Make it easy to create
Right now, SCAP content must be created by hand. It looks like this:
<Rule id="UNIX-STIG-3-2-9-8" selected="false" weight="10.0"> <title xml:lang="en">Manual Page File Permissions</title> <description xml:lang="en">Manual page file is more permissive than 644.</description> <reference> <dc:type>DISA PDI Number</dc:type> <dc:source>GEN001280</dc:source> </reference> </Rule> <Rule id="UNIX-STIG-3-2-9-9" selected="false" weight="10.0"> <title xml:lang="en">Library File Permissions</title> <description xml:lang="en">Library file is more permissive than 755.</description> <reference> <dc:type>DISA PDI Number</dc:type> <dc:source>GEN001300</dc:source> </reference> </Rule>
The sooner we have a market for GUI tools that turn this into checkboxes, pulldowns, and radio buttons, the better. The easier it is for a security officer or novice home user to describe their preferences, the more likely it is that the standard will be adopted. There are already a number of proprietary tools that know what to do with XCCDF and SCAP, but what's really needed is a set of cross-platform and open source tools to drive adoption. The tools could even be web-based — anything to encourage folks to experiment with the standard in their organization.
Good SCAP should be shared
With the proper creation tools in place, it should be a simple matter to help SCAP content creators find each other. They can compare notes, work out best practices, and build on each other's successes. NIST already has a great start in its SCAP Community and National Checklist Program websites.
A meta-note on the importance of process
By defining a standard in collaboration with vendors, and then mandating government use of that standard, NIST, DOD, and OMB have not only solved a pernicious problem, but created a market for tools that surround the standard. Everyone is rightfully wary of government intervention and overreach, but I think this is the correct approach to a "commons" problem. No single security tool vendor or operating system vendor can solve this problem. It takes the collective purchasing power of something as large as the US government to drive adoption of a standard like this.
And rather than throw their weight around, these government folks decided to use their "soft power," and ensured that the tools and protocols were so useful that a vendor would have to be crazy to not adopt the standard in their own products.
Obviously, this SCAP movement would never get off the ground if the government handed a bunch of configuration guidance to its users without consulting the vendor of the software in question. This is what happens already, and it doesn't work. The DOD STIGs, the IAVAs, the various civilian baselines — they all conflict with each other, they're out of date, and sometimes contradict the guidance provided by the vendor. Once everyone is speaking a common language like SCAP, it will be much easier to arrive at consensus on reporting and remediation strategies.
So what can we do?
If you're read this far, you're probably sold on the value of SCAP. There are a few ways to get involved, and move this standard forward.

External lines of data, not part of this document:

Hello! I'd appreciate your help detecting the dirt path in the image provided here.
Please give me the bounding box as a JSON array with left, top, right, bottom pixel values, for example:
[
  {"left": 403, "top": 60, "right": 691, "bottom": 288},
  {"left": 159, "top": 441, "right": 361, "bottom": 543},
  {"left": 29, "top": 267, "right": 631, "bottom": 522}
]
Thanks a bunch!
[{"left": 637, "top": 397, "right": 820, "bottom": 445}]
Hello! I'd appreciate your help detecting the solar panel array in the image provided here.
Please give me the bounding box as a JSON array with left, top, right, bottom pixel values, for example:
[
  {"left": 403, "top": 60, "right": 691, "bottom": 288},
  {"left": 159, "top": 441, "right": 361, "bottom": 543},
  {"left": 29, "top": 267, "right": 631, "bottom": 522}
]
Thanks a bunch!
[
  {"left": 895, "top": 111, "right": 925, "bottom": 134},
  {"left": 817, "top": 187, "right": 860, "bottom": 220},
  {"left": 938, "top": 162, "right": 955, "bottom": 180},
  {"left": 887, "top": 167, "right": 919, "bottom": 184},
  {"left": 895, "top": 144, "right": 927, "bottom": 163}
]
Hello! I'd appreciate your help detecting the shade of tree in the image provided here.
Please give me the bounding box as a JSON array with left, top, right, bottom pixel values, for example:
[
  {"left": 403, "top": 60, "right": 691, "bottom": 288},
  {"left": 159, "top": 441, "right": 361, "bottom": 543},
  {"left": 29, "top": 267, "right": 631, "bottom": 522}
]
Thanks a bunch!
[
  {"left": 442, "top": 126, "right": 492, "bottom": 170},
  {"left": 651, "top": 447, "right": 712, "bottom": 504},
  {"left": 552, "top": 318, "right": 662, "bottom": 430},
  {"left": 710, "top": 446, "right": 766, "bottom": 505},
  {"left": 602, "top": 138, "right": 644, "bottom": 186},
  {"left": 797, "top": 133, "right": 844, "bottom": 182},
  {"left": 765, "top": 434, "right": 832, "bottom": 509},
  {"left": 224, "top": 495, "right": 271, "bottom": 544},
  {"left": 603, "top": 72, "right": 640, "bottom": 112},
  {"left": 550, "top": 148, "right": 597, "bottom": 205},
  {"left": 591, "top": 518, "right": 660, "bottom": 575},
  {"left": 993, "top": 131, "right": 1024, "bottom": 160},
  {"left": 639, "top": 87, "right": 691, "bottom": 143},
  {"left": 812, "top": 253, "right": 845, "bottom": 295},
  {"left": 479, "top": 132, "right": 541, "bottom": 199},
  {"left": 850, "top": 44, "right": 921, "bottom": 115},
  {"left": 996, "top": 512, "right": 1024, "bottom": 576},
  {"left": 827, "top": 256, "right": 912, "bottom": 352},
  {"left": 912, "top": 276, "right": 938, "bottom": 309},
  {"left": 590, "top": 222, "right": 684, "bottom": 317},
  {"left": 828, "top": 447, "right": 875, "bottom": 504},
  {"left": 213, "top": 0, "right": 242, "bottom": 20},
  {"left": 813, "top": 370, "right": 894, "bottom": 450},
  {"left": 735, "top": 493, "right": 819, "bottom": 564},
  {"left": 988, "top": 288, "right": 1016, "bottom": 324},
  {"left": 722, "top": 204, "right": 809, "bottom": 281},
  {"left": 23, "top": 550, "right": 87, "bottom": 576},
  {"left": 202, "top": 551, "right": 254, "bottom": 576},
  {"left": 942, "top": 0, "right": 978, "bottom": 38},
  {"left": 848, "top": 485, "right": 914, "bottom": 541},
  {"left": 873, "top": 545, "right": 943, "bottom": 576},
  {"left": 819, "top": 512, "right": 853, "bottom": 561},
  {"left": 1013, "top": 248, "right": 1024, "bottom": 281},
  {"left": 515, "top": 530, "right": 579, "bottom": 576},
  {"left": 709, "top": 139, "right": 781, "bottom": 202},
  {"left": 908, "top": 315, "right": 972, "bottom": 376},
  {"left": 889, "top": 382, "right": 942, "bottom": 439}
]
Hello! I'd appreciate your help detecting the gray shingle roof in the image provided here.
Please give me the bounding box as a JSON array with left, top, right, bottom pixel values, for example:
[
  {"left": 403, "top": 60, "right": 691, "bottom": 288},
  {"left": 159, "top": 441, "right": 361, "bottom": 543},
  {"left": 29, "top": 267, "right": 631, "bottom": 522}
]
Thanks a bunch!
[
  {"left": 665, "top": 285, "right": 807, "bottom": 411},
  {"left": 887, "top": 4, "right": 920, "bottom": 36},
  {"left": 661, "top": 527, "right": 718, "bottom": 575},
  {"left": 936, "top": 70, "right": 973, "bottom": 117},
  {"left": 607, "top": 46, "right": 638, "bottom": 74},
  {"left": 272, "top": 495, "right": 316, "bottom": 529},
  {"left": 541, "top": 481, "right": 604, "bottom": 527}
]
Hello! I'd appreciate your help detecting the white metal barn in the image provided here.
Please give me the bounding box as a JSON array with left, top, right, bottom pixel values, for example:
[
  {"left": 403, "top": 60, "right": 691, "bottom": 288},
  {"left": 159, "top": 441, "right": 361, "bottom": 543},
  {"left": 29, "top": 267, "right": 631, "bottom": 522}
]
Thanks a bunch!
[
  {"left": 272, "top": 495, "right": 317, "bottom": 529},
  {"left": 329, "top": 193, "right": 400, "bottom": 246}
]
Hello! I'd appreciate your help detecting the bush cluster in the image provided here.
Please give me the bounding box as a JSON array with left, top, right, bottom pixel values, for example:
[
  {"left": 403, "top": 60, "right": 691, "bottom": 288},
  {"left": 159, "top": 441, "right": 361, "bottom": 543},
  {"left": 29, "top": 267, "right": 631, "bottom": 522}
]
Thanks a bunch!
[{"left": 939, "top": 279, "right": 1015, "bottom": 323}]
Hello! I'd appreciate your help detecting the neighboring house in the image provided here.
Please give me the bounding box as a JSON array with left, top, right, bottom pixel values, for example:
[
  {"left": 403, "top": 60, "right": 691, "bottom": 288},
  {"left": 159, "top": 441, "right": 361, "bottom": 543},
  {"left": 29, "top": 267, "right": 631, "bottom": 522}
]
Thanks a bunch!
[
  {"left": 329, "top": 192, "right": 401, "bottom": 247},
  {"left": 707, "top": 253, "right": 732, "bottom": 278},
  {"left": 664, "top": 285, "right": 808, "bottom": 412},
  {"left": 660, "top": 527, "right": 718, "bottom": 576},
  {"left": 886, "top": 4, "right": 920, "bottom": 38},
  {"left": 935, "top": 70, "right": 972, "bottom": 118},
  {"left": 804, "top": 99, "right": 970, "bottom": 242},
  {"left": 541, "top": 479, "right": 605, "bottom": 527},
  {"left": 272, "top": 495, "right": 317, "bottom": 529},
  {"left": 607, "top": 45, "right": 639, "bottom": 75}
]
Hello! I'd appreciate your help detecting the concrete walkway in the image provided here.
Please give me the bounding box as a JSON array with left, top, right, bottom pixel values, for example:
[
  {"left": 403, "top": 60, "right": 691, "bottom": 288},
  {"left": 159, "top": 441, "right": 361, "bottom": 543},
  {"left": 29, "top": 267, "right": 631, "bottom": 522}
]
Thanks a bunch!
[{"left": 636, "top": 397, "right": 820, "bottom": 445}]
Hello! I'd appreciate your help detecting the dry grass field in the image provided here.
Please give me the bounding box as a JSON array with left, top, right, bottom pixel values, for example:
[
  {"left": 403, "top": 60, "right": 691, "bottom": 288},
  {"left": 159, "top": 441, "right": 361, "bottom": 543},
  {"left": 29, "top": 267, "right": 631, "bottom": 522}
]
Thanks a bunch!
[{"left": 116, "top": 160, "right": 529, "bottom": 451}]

First, check out NIST's SCAP website. There's a lot of great content there, and there are a bunch of mailing lists you can join.
Next, the OpenSCAP project would welcome your help. It's a low-level library that handles some of the rude mechanics of the SCAP protocol. There's a wonderland of opportunity for folks who want to create a GUI, a web interface, or otherwise build on the excellent work that's already been done. The secstate project is a good place to start.
Finally, you can attend (or at least read the proceedings of) the SCAP conference that NIST is holding in Baltimore on September 27-28th. I'll see you there.